Some people still say that you should never, ever back down when a bird threatens to bite but I don't agree with this. The original reason for this advice is that we used to think that wild parrots had a dominance-based social structure, and we had to cast ourselves in the role of alpha bird. But this idea has been discredited because we've learned that birds do NOT have a dominance based social structure. They do have arguments with each other but the outcome of a particular fight doesn't have any long term implications for the relationship. What this means for us is that when our bird doesn't like what we're doing, it's OK to have a little respect for his feelings and back off. He's not going to start thinking he's the boss. You don't want to let him win all the time of course, because then he might start thinking that he can always get his way with a threat. But he doesn't have to lose all the time either.


----------



## drewdrew11 (Dec 23, 2010)

Yay! That's good to hear and i'll keep in mind what you said about the dominance thing the next time he tries to bite. Should I also try clicker training?


----------



## tielfan (Aug 31, 2008)

Clicker training is excellent. It's based on mutual cooperation not dominance so it's a mutual learning process. The human has to learn how to motivate the bird instead of just giving orders, and to do that you have to be sensitive to the bird's body language and feelings.


----------



## drewdrew11 (Dec 23, 2010)

Oh okay. Well i got Mochi a clicker today. He doesn't seem to get the concept. I click then give him some millet and pull it away. He follows it where ever i go, but I don't let him get more until i click. He doesn't really seem to notice the clicker. In this past week he never sang or called. The only time he made a noise was when he escaped the cage and my mom caught him with the towel. Today he actually called out or at least i think that's what the noise is for. When i came he lunged at the cage near me. He wanted some millet so i gave it to him. I don't think he eats his regular food. Did i get him used to eating millet when I was training him? He went on my hand again, but yeah I'm kind of scared because I am going to reno with my family tomorrow until Sunday. I don't want him to starve. Will he eat his regular food if I'm not there to give him the millet? I also have a question, would clipping his wings make him easier to train? I feel bad taking away his flying privilege because it will be like taking my legs away.


----------



## tielfan (Aug 31, 2008)

Was he eating food from his cup before you started offering millet by hand? If he was then he shouldn't have any problem eating it again. If you really want to be sure, you can hang plenty of millet spray for him to eat while you're gone. It sounds like you're going to be gone for two nights, so it would really be better if someone could birdy-sit him. Food probably isn't going to be a problem but birds tend to dirty up their water bowl and that's something to be concerned about.

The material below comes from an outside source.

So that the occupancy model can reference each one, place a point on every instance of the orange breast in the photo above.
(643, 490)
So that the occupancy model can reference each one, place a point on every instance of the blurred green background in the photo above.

Right now it doesn't sound like you're using proper clicker training principles. I have a description of the basic technique on my website at http://www.littlefeatheredbuddies.org/info/taming-clicker.html For more extensive information there's an excellent clicker group at http://pets.groups.yahoo.com/group/Bird-Click/ and an excellent book by one of the group owners at http://www.amazon.com/Clicker-Training-Birds-Getting-Started/dp/1890948152/


----------



## drewdrew11 (Dec 23, 2010)

Yeah Mochi ate from his food cup before i offered him millet. I left one millet spray in there and cleaned his water cup. I'll look at the links yu gave me now. I miss Mochi haha. I wonder what he is doing.


----------



## drewdrew11 (Dec 23, 2010)

Oh i did do it wrong. I just kept clickng and giving him millet. I'll wait now and ignore it when he keep trying to eat it. Um so back to the clipping question. Should i clip his wings or is it too cruel?


----------



## tielfan (Aug 31, 2008)

Wing clipping is the #1 most controversial topic in bird care. I'm a middle of the roader myself - I think it's preferable to keep birds fully flighted if that's feasible but perfectly OK to clip them if it makes the bird safer, helps build a better relationship with the owner, or makes it more likely that the owner will let the bird out of the cage frequently. 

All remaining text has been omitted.